Gugatan ini datang dari Habib Rizieq Shihab dan beberapa individu yang menamakan diri mereka sebagai Tim Advokasi Masyarakat Anti Kebohongan (TAMAK).
Mereka menuding Presiden Jokowi telah melakukan tindakan melawan hukum, sehingga membawa perkara ini ke ranah pengadilan.
Menanggapi hal ini, Staf Khusus Presiden Bidang Hukum, Dini Purwono, menegaskan bahwa setiap warga negara memang memiliki hak untuk menempuh jalur hukum.
Namun, ia juga menekankan pentingnya proses hukum dilakukan dengan sungguh-sungguh dan didukung oleh bukti yang jelas.
“Setiap pihak yang mengajukan klaim harus bisa membuktikannya. Prinsip dasar hukum ini sangat penting dan harus selalu diutamakan. Jangan sampai jalur hukum yang diatur oleh konstitusi dimanfaatkan untuk kepentingan sensasional atau provokatif,” kata Dini dalam pernyataannya yang disampaikan pada Jumat, 4 Oktober 2024.

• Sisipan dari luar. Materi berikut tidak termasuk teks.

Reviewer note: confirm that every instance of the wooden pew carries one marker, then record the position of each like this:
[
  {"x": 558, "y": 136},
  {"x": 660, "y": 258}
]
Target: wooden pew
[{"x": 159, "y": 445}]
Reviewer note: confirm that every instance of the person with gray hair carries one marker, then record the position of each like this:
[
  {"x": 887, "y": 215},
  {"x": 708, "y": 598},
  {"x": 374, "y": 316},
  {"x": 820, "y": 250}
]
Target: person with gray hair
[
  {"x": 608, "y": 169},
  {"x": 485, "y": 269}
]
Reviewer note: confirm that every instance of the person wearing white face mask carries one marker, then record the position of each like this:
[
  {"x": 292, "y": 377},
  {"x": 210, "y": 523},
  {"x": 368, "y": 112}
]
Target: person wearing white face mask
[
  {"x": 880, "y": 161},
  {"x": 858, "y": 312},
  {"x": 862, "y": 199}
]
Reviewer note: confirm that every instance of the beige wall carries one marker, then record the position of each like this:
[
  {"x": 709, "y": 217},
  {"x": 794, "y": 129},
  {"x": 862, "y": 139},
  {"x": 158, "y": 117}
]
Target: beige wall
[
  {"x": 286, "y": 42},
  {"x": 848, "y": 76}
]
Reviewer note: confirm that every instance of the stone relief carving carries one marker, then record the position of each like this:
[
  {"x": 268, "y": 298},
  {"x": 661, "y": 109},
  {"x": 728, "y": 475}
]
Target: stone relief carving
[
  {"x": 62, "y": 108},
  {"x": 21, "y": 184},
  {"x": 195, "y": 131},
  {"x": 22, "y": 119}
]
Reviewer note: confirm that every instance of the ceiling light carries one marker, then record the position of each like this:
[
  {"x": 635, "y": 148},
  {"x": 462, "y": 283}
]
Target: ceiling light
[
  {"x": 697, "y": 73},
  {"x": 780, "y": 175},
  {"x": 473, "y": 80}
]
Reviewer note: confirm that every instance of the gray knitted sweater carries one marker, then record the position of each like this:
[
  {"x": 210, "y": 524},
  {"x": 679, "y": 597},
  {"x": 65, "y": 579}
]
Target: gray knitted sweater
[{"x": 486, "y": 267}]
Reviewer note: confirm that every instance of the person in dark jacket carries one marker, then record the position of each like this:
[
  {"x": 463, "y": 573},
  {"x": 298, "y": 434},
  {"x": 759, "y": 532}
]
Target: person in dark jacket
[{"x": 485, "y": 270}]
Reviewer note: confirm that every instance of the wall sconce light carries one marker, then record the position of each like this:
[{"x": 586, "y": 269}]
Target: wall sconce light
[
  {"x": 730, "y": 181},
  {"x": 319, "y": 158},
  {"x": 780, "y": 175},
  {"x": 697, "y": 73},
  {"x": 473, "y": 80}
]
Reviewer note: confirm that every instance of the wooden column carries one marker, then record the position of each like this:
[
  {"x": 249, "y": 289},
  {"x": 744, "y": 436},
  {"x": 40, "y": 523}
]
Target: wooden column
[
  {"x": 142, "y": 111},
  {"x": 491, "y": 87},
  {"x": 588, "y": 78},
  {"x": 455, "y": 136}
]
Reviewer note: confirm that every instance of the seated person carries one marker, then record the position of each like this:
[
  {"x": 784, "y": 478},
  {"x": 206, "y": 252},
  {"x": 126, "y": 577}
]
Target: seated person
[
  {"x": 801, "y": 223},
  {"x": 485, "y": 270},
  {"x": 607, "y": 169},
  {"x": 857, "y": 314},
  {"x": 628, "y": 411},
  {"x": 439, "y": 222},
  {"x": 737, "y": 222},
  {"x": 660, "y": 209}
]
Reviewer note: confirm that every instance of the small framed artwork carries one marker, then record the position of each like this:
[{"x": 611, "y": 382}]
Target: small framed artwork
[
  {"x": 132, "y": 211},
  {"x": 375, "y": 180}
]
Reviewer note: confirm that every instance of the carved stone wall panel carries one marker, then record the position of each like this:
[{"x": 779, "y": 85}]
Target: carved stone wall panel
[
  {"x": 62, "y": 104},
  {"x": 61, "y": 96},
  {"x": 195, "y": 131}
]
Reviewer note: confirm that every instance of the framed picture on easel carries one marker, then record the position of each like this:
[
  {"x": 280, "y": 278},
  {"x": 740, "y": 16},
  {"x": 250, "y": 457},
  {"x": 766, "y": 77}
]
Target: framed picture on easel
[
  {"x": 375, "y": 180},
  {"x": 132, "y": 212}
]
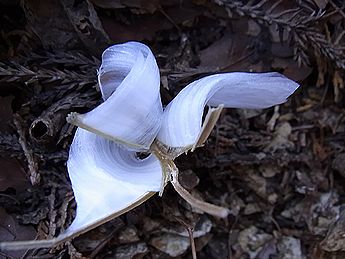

Dini juga menyebutkan bahwa dalam 10 tahun kepemimpinan Presiden Jokowi, tentu terdapat berbagai pencapaian maupun kekurangan, namun pada akhirnya, masyarakatlah yang berhak menilai.
Meski demikian, pihak Istana memilih untuk tidak memberikan tanggapan lebih jauh mengenai gugatan tersebut, karena saat ini prosesnya sudah berada di tangan Pengadilan Negeri.
“Kami tidak bisa memberikan komentar lebih mendalam untuk saat ini, mengingat gugatan telah diajukan ke Pengadilan Negeri. Kita akan tunggu perkembangan lebih lanjut di pengadilan, agar lebih jelas apakah gugatan ini ditujukan kepada Pak Jokowi sebagai presiden atau sebagai pribadi,” tambah Dini.
Dari data yang tercatat di Sistem Informasi Penelusuran Perkara (SIPP) Pengadilan Negeri Jakarta Pusat, gugatan tersebut diajukan pada tanggal 30 September 2024, dengan nomor perkara 611/Pdt.G/2024/PN Jkt.Pst.
Penggugat dalam kasus ini termasuk nama-nama seperti Moh. Rizieq, Munarman, Eko Santjojo, Edy Mulyani, Mursalim, Marwan Batubara, dan Soenarko.
Mereka meminta agar gugatan ini diterima dan dikabulkan sepenuhnya, serta menuntut Presiden Jokowi untuk membayar ganti rugi sebesar Rp 5.246,75 triliun yang akan disetorkan kepada kas negara.